Identifier: st4sd.band-gap-pm3-gamess-us:1.0.0
Required Inputs:
  Constitutive Properties:
      smiles
      Domain:
        Type: UNKNOWN_VARIABLE_TYPE
Outputs:
  band-gap-pm3-gamess-us:1.0.0-band-gap
  band-gap-pm3-gamess-us:1.0.0-homo
  band-gap-pm3-gamess-us:1.0.0-lumo
  band-gap-pm3-gamess-us:1.0.0-electric-moments
  band-gap-pm3-gamess-us:1.0.0-total-energy
The ST4SD actuator provides experiments which perform computational measurements of entities, often molecules. Therefore, the entities it takes as input often represent molecules.
Experiment Inputs¶
Experiments define their inputs they require along with valid values for those inputs.
Required Inputs¶
Experiments can define required inputs. There are properties an Entity must have values for, for it to be a valid input to the Experiment.

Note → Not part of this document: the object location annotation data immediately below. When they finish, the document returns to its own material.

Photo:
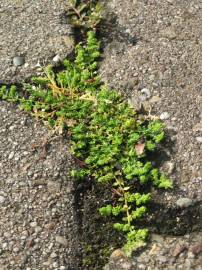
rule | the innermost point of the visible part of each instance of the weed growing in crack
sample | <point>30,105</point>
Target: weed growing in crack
<point>106,134</point>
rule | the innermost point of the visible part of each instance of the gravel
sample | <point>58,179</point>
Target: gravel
<point>33,34</point>
<point>151,54</point>
<point>156,45</point>
<point>38,226</point>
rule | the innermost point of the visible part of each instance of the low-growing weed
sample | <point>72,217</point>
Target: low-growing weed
<point>106,134</point>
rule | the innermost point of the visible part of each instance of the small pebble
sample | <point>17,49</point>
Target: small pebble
<point>199,139</point>
<point>18,61</point>
<point>184,202</point>
<point>33,224</point>
<point>11,155</point>
<point>53,255</point>
<point>61,240</point>
<point>2,199</point>
<point>56,59</point>
<point>164,116</point>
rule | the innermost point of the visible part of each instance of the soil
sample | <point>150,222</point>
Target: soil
<point>152,54</point>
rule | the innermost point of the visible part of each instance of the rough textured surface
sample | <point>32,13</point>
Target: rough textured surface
<point>152,52</point>
<point>166,60</point>
<point>37,31</point>
<point>38,227</point>
<point>163,252</point>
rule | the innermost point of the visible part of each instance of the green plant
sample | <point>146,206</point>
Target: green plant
<point>84,15</point>
<point>107,136</point>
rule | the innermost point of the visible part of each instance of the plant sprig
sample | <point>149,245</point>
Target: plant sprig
<point>107,136</point>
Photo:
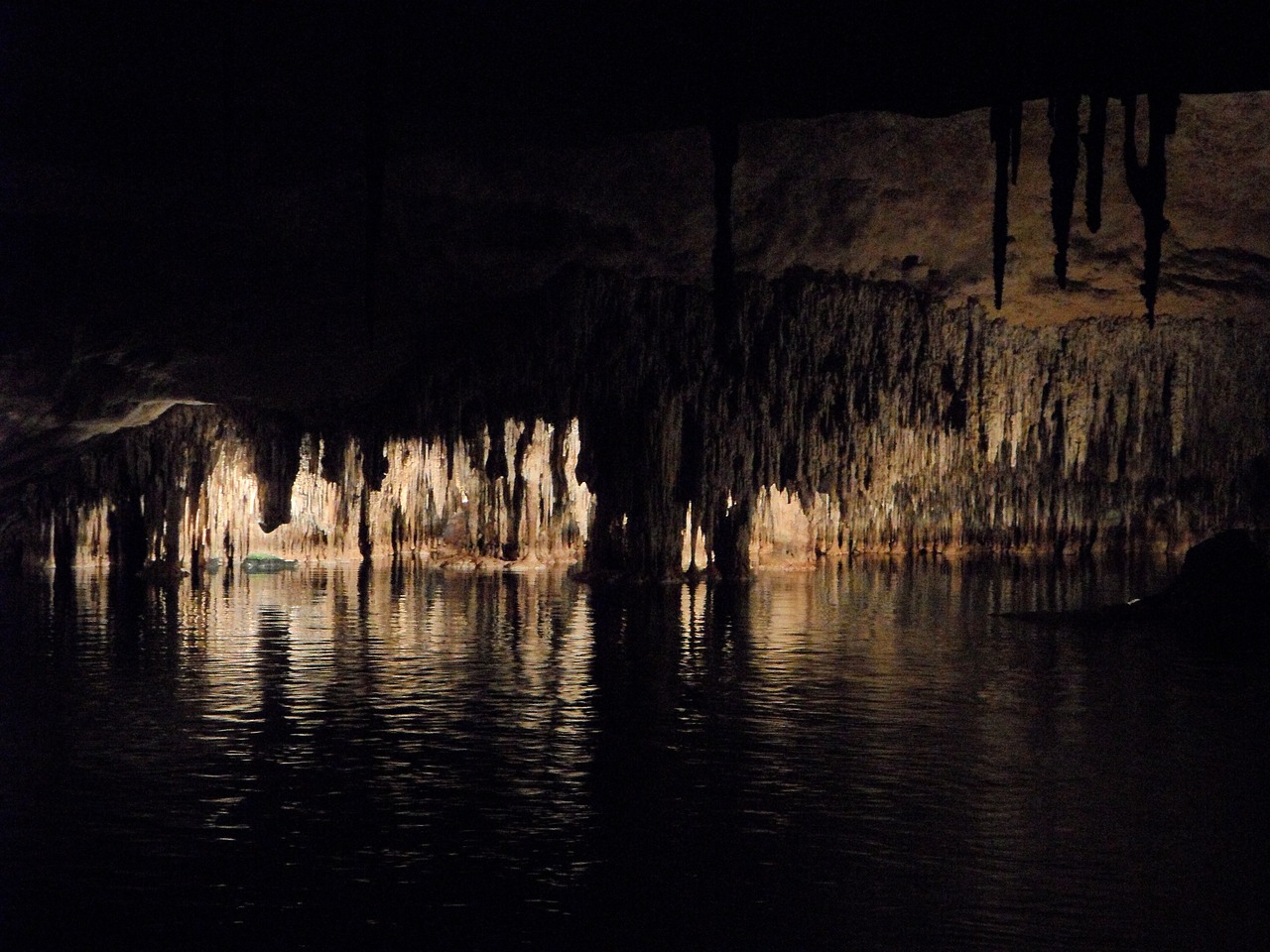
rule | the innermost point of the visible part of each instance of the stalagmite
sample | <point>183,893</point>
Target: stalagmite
<point>1065,158</point>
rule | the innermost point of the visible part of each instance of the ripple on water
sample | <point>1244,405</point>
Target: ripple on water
<point>498,761</point>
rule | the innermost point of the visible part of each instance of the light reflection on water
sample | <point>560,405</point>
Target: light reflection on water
<point>860,758</point>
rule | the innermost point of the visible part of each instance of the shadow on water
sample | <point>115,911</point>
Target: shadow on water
<point>866,757</point>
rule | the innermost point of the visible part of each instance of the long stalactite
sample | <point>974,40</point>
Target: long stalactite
<point>1148,184</point>
<point>1065,160</point>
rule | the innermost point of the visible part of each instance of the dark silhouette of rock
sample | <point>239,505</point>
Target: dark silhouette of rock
<point>1095,145</point>
<point>1148,182</point>
<point>1065,160</point>
<point>1223,589</point>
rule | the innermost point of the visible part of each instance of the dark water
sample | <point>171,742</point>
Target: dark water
<point>857,760</point>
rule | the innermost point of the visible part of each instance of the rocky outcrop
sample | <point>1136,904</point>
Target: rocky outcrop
<point>866,417</point>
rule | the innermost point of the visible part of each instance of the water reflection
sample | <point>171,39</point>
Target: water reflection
<point>864,757</point>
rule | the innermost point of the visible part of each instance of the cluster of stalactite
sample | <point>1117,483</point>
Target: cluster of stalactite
<point>865,417</point>
<point>204,489</point>
<point>870,419</point>
<point>1147,182</point>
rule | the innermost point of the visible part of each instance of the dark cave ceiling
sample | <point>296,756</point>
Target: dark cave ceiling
<point>162,81</point>
<point>186,188</point>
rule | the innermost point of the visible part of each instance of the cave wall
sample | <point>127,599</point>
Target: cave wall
<point>200,486</point>
<point>867,416</point>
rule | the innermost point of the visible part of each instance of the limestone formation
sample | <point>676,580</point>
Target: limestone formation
<point>869,417</point>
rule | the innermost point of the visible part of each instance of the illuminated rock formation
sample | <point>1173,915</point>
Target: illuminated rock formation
<point>869,419</point>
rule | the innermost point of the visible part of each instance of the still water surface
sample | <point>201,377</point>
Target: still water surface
<point>861,758</point>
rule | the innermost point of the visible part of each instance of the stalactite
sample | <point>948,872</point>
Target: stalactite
<point>724,150</point>
<point>1016,139</point>
<point>870,419</point>
<point>1002,127</point>
<point>1065,155</point>
<point>1095,144</point>
<point>1148,182</point>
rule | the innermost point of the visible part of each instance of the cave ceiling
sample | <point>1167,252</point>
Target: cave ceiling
<point>291,202</point>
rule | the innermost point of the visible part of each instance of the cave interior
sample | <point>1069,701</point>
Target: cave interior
<point>667,289</point>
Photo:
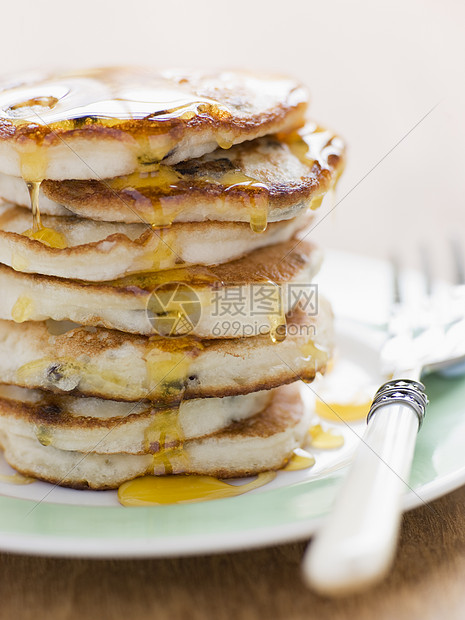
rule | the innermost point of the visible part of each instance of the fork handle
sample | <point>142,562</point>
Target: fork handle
<point>356,545</point>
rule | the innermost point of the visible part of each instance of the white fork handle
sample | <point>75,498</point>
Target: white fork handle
<point>356,544</point>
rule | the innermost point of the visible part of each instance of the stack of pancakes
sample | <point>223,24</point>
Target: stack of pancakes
<point>157,306</point>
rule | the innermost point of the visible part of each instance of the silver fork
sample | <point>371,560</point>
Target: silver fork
<point>356,544</point>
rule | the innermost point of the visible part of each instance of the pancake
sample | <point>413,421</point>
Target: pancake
<point>99,251</point>
<point>264,286</point>
<point>263,442</point>
<point>269,178</point>
<point>106,122</point>
<point>110,364</point>
<point>109,426</point>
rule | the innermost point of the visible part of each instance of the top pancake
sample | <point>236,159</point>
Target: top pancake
<point>112,121</point>
<point>271,178</point>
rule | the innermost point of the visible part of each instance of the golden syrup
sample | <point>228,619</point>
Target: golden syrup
<point>149,280</point>
<point>152,490</point>
<point>256,194</point>
<point>316,201</point>
<point>312,353</point>
<point>324,440</point>
<point>43,436</point>
<point>23,309</point>
<point>300,460</point>
<point>314,145</point>
<point>162,256</point>
<point>163,431</point>
<point>170,460</point>
<point>277,317</point>
<point>48,236</point>
<point>337,412</point>
<point>168,362</point>
<point>345,392</point>
<point>18,262</point>
<point>105,96</point>
<point>34,189</point>
<point>16,479</point>
<point>224,143</point>
<point>101,381</point>
<point>146,190</point>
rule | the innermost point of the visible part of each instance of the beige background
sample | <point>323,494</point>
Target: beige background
<point>374,70</point>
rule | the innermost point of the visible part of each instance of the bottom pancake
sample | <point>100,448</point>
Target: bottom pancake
<point>260,443</point>
<point>103,426</point>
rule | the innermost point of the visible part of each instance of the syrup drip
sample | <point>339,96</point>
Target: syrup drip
<point>108,96</point>
<point>151,188</point>
<point>277,317</point>
<point>48,236</point>
<point>312,353</point>
<point>151,490</point>
<point>23,309</point>
<point>300,460</point>
<point>324,440</point>
<point>349,412</point>
<point>257,196</point>
<point>16,479</point>
<point>33,189</point>
<point>168,368</point>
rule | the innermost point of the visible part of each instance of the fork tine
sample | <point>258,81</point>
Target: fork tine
<point>457,257</point>
<point>396,290</point>
<point>426,268</point>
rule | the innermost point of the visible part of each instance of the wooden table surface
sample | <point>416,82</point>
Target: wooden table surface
<point>427,581</point>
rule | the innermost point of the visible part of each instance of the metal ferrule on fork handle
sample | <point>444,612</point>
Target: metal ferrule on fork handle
<point>403,391</point>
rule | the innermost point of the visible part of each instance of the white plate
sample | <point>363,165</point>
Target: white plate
<point>42,519</point>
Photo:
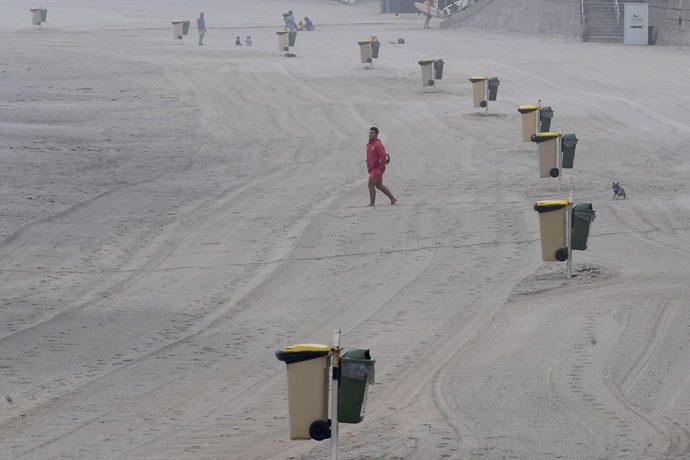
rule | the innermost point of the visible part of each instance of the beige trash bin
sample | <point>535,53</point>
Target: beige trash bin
<point>549,144</point>
<point>282,40</point>
<point>529,121</point>
<point>36,16</point>
<point>365,51</point>
<point>552,219</point>
<point>427,72</point>
<point>479,91</point>
<point>308,378</point>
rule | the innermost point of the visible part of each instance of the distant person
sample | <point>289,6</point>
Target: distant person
<point>201,27</point>
<point>292,28</point>
<point>427,14</point>
<point>376,166</point>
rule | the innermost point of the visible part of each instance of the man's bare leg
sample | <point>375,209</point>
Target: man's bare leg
<point>384,189</point>
<point>372,192</point>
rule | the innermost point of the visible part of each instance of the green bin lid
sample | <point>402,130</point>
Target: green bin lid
<point>543,137</point>
<point>303,352</point>
<point>361,354</point>
<point>551,205</point>
<point>528,108</point>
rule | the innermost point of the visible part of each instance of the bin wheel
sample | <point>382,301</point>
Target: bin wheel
<point>562,254</point>
<point>320,430</point>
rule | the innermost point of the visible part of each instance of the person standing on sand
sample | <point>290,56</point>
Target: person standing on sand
<point>292,28</point>
<point>201,27</point>
<point>376,166</point>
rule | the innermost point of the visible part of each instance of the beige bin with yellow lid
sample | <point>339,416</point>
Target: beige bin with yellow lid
<point>282,40</point>
<point>365,51</point>
<point>548,143</point>
<point>307,366</point>
<point>529,121</point>
<point>552,227</point>
<point>479,90</point>
<point>427,72</point>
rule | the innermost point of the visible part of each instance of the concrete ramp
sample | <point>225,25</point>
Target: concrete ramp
<point>560,17</point>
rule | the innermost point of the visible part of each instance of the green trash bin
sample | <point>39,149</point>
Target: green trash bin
<point>583,215</point>
<point>568,144</point>
<point>545,116</point>
<point>356,374</point>
<point>493,88</point>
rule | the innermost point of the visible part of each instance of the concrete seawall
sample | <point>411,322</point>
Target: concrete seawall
<point>559,17</point>
<point>671,18</point>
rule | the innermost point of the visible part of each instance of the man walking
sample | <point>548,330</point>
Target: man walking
<point>376,165</point>
<point>201,27</point>
<point>292,28</point>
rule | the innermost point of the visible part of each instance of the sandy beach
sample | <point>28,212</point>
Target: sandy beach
<point>174,214</point>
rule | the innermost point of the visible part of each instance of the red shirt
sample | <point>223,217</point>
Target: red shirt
<point>376,155</point>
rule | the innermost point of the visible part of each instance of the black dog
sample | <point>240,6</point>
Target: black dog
<point>618,190</point>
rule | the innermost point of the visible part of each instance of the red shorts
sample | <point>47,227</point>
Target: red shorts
<point>375,174</point>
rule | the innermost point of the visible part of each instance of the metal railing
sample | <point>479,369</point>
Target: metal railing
<point>473,7</point>
<point>582,12</point>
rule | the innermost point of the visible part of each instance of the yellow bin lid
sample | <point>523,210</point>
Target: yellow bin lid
<point>308,347</point>
<point>547,135</point>
<point>553,202</point>
<point>528,108</point>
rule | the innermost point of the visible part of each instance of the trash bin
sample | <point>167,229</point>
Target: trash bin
<point>356,374</point>
<point>529,121</point>
<point>438,69</point>
<point>177,30</point>
<point>493,88</point>
<point>307,366</point>
<point>479,91</point>
<point>427,72</point>
<point>36,15</point>
<point>583,216</point>
<point>548,153</point>
<point>552,216</point>
<point>375,47</point>
<point>651,35</point>
<point>568,144</point>
<point>365,51</point>
<point>282,40</point>
<point>545,116</point>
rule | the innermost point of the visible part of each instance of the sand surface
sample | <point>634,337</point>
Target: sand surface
<point>171,215</point>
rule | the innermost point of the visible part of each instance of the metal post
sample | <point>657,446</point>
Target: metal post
<point>559,163</point>
<point>335,380</point>
<point>486,95</point>
<point>569,236</point>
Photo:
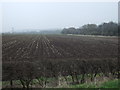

For example for SFTTrainer.finetune-full-fsdp-v1.6.0 shown above we can see it requires an Entity to have 7 constitutive properties defined: dataset_id, model_name, model_max_length, torch_dtype, number_gpus, gpu_model, and batch_size. Each one has a domain which defines the allowed values for that property - if an Entity has a value for a property that is not in the defined domain the experiment cannot run on it.
For example, the number_gpu property can only have the values 2,3,4,5,6,7 and 8 (range is exclusive of upper bound)
      number_gpus
      Domain:
        Type: DISCRETE_VARIABLE_TYPE Interval: 1.0 Range: [2, 9]
All the required inputs in the examples above are constitutive properties. However, they can also be observed properties (see next section) i.e. properties measured by other experiments. If an Experiment, B has a required input that is an observed property it means the experiment measuring that property has to be run on an Entity before Experiment B can be run on it.
Optional Properties¶
Experiment can also define optional properties. These are properties an Entity can have but if they don't the Experiment will give it a default value. In addition, the default values of optional properties can be overridden to create parameterized experiments. This is described further in the discoveryspace resource documentation.
An example experiment with optional properties is
Identifier: robotic_lab.peptide_mineralization
Measures adsorption of peptide lanthanide combinations
Required Inputs:
  Constitutive Properties:
      peptide_identifier
      Domain:
        Type: CATEGORICAL_VARIABLE_TYPE
        Values: ['test_peptide', 'test_peptide_new']
      peptide_concentration
      Domain:
        Type: DISCRETE_VARIABLE_TYPE
        Values: [0.1, 0.4, 0.6, 0.8]
        Range: [0.1, 1.8]
      lanthanide_concentration
      Domain:
        Type: DISCRETE_VARIABLE_TYPE
        Values: [0.1, 0.4, 0.6, 0.8]
        Range: [0.1, 1.8]
Optional Inputs and Default Values:
  temperature
  Domain:
    Type: CONTINUOUS_VARIABLE_TYPE Range: [0, 100]
  Default value: 23.0
  replicas
  Domain:
    Type: DISCRETE_VARIABLE_TYPE Interval: 1.0 Range: [1, 4]
  Default value: 1.0
  robot_identifier
  Domain:
    Type: CATEGORICAL_VARIABLE_TYPE Values: ['harry', 'hermione']
  Default value: hermione
Outputs:
  peptide_mineralization-adsorption_timeseries
  peptide_mineralization-adsorption_plateau_value
Here you can see three optional properties, temperature, replicas and robot_identifier that are given default values.
Target and Observed Properties¶
Experiments define properties the properties they measure. However, there may be many experiments that measure the same property in different ways so we need a way to differentiate them.
The properties the experiment targets measuring are called target properties, and the properties it actually measures observed properties. If experiment A has target property X, then the observed property is A-X i.e. the value of target property X measured by experiment A.
Looking at the definitions above for the st4sd.band-gap-pm3-gamess-us:1.0.0 experiment we can see a target is band-gap and the corresponding observed property is band-gap-pm3-gamess-us:1.0.0-band-gap
Measurement Space¶
A measurement space is simply a set of experiments.
Since each experiment has a set of observed properties, a measurement space also defines a set of observed properties.
Since each observed property is an observation of a target property, a measurement space also defines a set of target properties.